Choice D: Incision Site
The incision site has purulent drainage, redness, and warmth, which are classic signs of infection. Postoperative infections can lead to serious complications, including sepsis if not promptly addressed. The nurse should assess the incision site for additional signs of infection, such as increased swelling, foul odor, or increased pain. The healthcare provider should be notified immediately to initiate appropriate interventions, which may include wound cultures, antibiotics, and possibly surgical intervention to manage the infection.
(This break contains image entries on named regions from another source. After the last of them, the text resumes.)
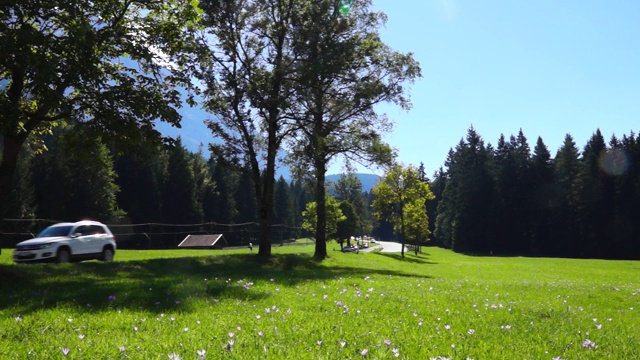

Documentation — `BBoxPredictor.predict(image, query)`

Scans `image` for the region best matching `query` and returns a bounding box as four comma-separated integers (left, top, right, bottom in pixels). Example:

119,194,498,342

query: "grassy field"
0,245,640,360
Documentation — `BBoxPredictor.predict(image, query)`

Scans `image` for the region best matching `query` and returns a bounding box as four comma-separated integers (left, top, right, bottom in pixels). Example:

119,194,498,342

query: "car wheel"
56,249,71,263
102,248,113,261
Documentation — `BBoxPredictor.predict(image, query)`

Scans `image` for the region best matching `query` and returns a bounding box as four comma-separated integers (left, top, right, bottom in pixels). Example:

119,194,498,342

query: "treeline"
427,127,640,259
0,128,373,248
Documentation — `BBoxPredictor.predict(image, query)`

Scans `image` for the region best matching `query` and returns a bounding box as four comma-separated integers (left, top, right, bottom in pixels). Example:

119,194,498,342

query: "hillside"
327,173,380,192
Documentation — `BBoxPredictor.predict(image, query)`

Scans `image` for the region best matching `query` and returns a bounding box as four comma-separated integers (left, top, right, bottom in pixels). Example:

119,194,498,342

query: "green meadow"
0,245,640,360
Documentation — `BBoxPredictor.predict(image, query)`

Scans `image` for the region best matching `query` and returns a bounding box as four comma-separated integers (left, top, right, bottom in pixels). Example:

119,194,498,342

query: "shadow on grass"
374,252,437,265
0,254,432,316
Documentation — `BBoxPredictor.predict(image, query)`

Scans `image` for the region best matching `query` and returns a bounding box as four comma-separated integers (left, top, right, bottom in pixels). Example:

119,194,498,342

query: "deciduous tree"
372,165,434,257
0,0,204,218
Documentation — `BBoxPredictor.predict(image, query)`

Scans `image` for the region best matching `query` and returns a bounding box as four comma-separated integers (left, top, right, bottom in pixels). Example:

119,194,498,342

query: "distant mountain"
326,173,380,192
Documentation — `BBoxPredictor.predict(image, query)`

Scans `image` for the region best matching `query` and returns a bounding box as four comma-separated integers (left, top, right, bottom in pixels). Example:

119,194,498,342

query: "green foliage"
31,127,122,221
162,138,203,224
0,0,205,216
372,165,434,256
302,196,347,236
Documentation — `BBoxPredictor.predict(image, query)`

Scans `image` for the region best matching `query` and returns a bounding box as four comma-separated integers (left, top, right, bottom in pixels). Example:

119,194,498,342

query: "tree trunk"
313,160,327,259
258,131,278,262
0,136,26,219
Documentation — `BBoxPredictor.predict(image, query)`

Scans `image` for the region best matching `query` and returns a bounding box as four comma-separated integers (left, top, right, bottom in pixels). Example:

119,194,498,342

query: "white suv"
13,220,116,262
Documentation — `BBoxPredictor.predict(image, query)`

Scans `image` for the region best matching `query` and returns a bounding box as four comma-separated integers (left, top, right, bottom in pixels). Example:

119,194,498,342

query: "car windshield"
37,226,73,237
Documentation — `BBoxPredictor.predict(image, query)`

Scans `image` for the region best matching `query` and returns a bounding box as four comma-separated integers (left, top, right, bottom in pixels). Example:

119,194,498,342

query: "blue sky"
364,0,640,174
164,0,640,175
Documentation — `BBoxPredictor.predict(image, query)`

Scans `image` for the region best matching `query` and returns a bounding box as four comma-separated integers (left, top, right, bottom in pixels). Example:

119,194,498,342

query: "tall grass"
0,246,640,359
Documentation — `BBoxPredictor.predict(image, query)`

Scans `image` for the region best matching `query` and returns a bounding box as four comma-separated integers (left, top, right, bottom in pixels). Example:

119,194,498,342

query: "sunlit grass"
0,244,640,359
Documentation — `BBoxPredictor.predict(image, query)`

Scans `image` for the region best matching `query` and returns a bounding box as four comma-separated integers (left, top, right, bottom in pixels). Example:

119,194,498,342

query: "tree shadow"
0,254,429,316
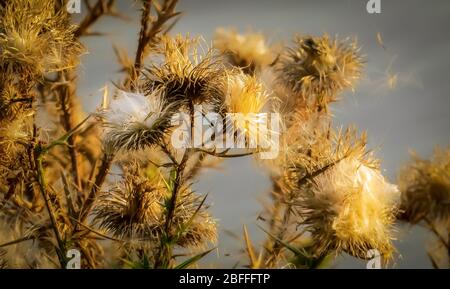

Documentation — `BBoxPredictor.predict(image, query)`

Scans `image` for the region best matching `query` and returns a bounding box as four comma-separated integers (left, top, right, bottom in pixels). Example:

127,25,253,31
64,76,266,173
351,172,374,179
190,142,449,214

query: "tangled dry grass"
0,0,450,268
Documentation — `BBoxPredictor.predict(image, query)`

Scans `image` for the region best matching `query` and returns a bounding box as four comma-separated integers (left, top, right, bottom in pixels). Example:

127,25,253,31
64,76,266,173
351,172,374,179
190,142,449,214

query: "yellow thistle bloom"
222,71,270,147
276,35,362,105
399,149,450,223
0,0,83,74
300,158,399,259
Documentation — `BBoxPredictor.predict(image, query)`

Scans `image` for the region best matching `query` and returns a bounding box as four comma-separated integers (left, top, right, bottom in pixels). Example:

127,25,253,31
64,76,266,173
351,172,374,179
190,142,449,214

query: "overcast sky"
75,0,450,268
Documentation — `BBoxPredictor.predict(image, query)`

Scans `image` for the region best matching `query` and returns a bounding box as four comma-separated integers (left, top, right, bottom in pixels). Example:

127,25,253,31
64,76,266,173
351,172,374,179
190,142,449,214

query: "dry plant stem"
154,150,189,268
60,70,82,191
266,155,345,267
130,0,178,88
79,153,114,223
34,145,66,268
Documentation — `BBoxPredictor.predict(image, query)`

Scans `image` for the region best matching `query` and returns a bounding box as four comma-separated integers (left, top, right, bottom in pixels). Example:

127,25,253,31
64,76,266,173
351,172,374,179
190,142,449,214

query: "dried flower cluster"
214,28,275,73
399,149,450,223
0,0,442,268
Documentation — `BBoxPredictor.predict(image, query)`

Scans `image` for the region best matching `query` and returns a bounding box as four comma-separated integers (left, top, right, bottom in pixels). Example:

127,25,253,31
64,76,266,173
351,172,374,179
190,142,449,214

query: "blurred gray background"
74,0,450,268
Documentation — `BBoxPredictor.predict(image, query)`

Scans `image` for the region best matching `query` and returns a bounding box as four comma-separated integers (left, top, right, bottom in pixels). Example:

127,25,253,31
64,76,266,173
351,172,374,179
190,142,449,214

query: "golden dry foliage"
397,147,450,268
276,35,362,107
146,35,225,110
214,28,275,74
0,0,422,268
Monitoring the client’s temperature and other vital signs is also essential to detect systemic infection early.
Choice E: Pedal Pulses
The client’s pedal pulses are +2 bilaterally, which is considered normal. Pedal pulses are assessed to evaluate peripheral circulation, and a +2 rating indicates normal pulse strength. There is no immediate concern regarding the client’s peripheral circulation based on this finding. However, it is important to continue monitoring peripheral pulses as part of routine postoperative care to ensure there are no changes that could indicate vascular complications.